Lab produces artifically created cell
Scientist calls feat ‘the dawn of synthetic genomics’
LOS ANGELES – In a major step toward the creation of artificial life, researchers announced Thursday that they had inserted DNA synthesized in a laboratory into the nucleus of a living cell that had been stripped of its own DNA, obtaining a functioning semi-synthetic microorganism.
The artificially created cell – a bacterium – did not have any unusual characteristics, because the inserted DNA was a chemical copy of an existing genome. But the feat showed that synthesizing a genome and having it control a cell can be done, paving the way for the creation of microbes with specialized properties that could be of great value to industry.

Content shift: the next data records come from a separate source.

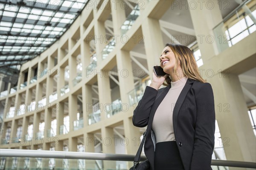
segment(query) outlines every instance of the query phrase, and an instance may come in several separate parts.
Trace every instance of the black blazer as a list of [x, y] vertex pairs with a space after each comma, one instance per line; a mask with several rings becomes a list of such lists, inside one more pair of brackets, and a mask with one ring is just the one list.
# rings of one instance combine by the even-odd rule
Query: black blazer
[[[152, 170], [155, 140], [152, 122], [157, 109], [170, 88], [169, 85], [157, 90], [147, 86], [134, 112], [134, 125], [148, 126], [144, 152]], [[169, 107], [171, 109], [171, 104]], [[185, 169], [212, 170], [215, 111], [211, 84], [188, 78], [173, 109], [173, 121], [176, 143]]]

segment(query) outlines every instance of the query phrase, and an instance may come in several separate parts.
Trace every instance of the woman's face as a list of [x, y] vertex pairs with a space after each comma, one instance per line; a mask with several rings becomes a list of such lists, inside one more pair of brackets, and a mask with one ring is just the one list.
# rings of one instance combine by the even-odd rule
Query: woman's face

Molecular biologist J. Craig Venter, the primary author of the report detailing the findings, described the converted cell as “the first self-replicating species we’ve had on the planet whose parent is a computer.”
Other scientists were similarly enthusiastic. “This is a tour de force and a landmark paper … that is akin to Jurassic Park or Frankenstein,” said Dr. Anthony C. Forster, a molecular biologist at Vanderbilt University who is an expert in the field of artificial life forms. “I think it will probably be regarded as the dawn of synthetic genomics.”
Although most scientists overwhelmingly praised the achievement, reported online by the journal Science, some environmental groups warned against unforeseen consequences. Friends of the Earth called on governmental agencies to begin regulating synthetic biology experiments.